Regularização de imóveis independente da classe social
Há quem entenda que a política de tal natureza não poderia ser executada em favor de população de alta renda, pois esta teria condições de se realocar por conta própria.
Contudo, defendemos que não se pode ignorar que o direito à cidade sustentável, o qual encontra na regularização fundiária um instrumento relevante, tem natureza difusa, quer dizer, estende-se a pobres e a ricos.
Dessa forma, sendo inviável a recuperação de uma determinada área que se entenda como degradada em face de situação consolidada, a afirmação da isonomia não permite a exclusão da hipótese de regularização.
Não é demais observar que a ocupação mediante construções muito próximas à margem de rios, geralmente remontam há décadas, decorrentes de processo histórico.
Desse modo, a tolerância da ocupação ribeirinha por tantos anos pelo Poder Público também não exclui a possibilidade de manutenção da construção e das atividades desenvolvidas no local.

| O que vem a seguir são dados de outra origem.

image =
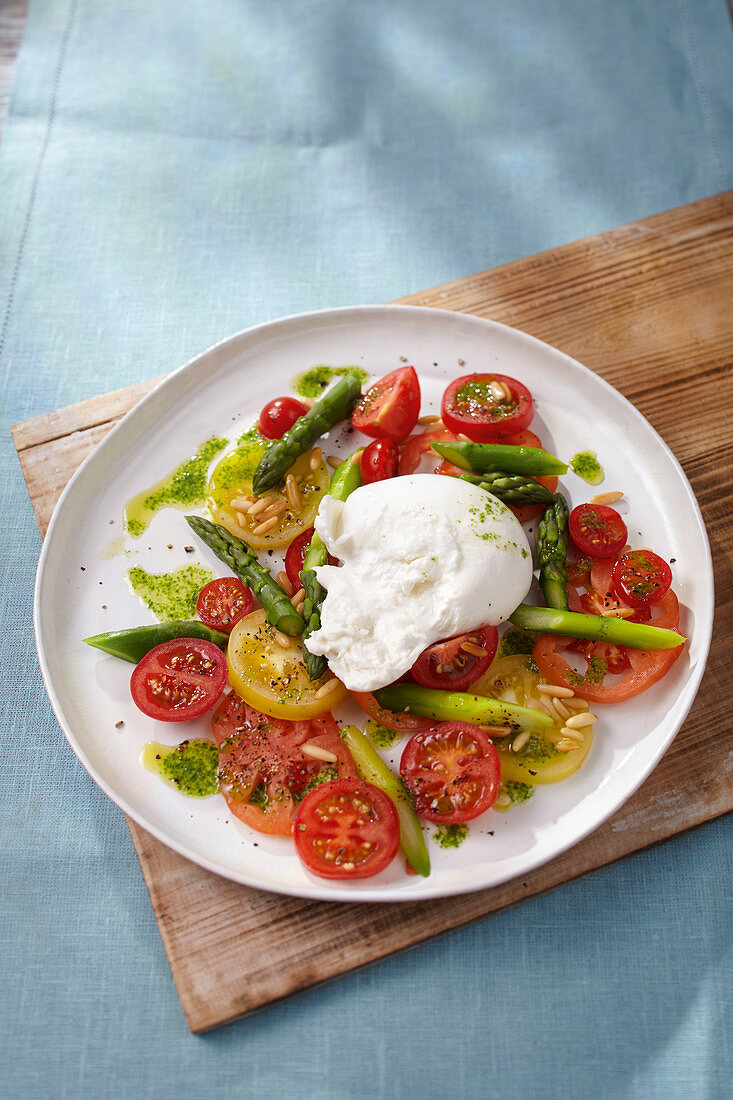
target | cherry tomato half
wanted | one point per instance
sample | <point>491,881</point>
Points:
<point>453,663</point>
<point>452,771</point>
<point>179,680</point>
<point>223,602</point>
<point>641,578</point>
<point>390,407</point>
<point>296,552</point>
<point>487,407</point>
<point>347,829</point>
<point>379,461</point>
<point>597,530</point>
<point>279,417</point>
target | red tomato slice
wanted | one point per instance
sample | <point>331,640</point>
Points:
<point>296,552</point>
<point>414,448</point>
<point>455,663</point>
<point>223,602</point>
<point>390,407</point>
<point>262,766</point>
<point>179,680</point>
<point>471,406</point>
<point>452,771</point>
<point>639,669</point>
<point>641,578</point>
<point>279,417</point>
<point>347,829</point>
<point>379,461</point>
<point>598,530</point>
<point>391,719</point>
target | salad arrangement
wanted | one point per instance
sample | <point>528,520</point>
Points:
<point>481,729</point>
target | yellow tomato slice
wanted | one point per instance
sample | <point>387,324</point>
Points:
<point>514,679</point>
<point>295,513</point>
<point>272,679</point>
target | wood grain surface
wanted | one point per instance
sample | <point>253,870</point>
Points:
<point>648,308</point>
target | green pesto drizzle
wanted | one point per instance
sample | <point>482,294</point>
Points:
<point>171,596</point>
<point>184,487</point>
<point>586,465</point>
<point>190,767</point>
<point>314,382</point>
<point>450,836</point>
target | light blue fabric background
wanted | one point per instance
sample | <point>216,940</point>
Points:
<point>171,173</point>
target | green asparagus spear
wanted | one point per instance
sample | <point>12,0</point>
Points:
<point>372,769</point>
<point>460,706</point>
<point>132,645</point>
<point>595,627</point>
<point>343,482</point>
<point>243,561</point>
<point>336,405</point>
<point>551,550</point>
<point>511,488</point>
<point>482,458</point>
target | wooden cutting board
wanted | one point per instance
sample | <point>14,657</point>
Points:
<point>648,307</point>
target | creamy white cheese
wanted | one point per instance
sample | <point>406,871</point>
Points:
<point>422,558</point>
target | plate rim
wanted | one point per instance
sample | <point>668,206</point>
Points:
<point>341,893</point>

Em muitos casos, aliás, não se pode olvidar que tais ocupações, em vez de serem reprimidas, são estimuladas pelo Poder Público, e essas áreas acabam por se tornar consolidadas como área urbana, com toda a infraestrutura necessária, com pavimentação asfáltica, energia elétrica, água e esgoto, entre outros serviços e obras.
Conclusão
A reparação do dano mediante a recuperação da área, como em muitas ações civis públicas se pretende, não se afigura adequada ao fim de promoção da proteção ao meio ambiente.
Isso porque, em muitos casos, há uma situação histórica consolidada, na qual a paisagem original foi total e irreversivelmente descaracterizada, de tal maneira que a demolição da edificação e encerramento de atividades comerciais pouca diferença faria.
Pelo contrário, como temos defendido com veemência, a retirada de uma única residência ou imóvel teria inclusive o potencial de maximizar o dano ambiental, com a utilização pela população local e turística de outros mecanismos de incursão na suposta APP, o que é ambientalmente desaconselhável.
Dessa forma, não se aconselha determinar a demolição e recuperação de uma determinada área considerada de preservação permanente ou proteção ambiental, se não ficar comprovado que tal é imprescindível e efetivamente causará efeitos benéficos ao meio ambiente.
Além do mais, podemos concluir que proprietários e possuidores de imóveis construídos às margens de curso d’água (rios) ou em área de preservação permanente – APP continuem com sua ocupação.
Pode-se até impor a estes ocupantes, a obrigação de preservar a vegetação eventualmente existente, ou que promovam a regeneração onde imprescindível, sempre respeitando fauna e flora ora remanescente, mas jamais a demolição das estruturas.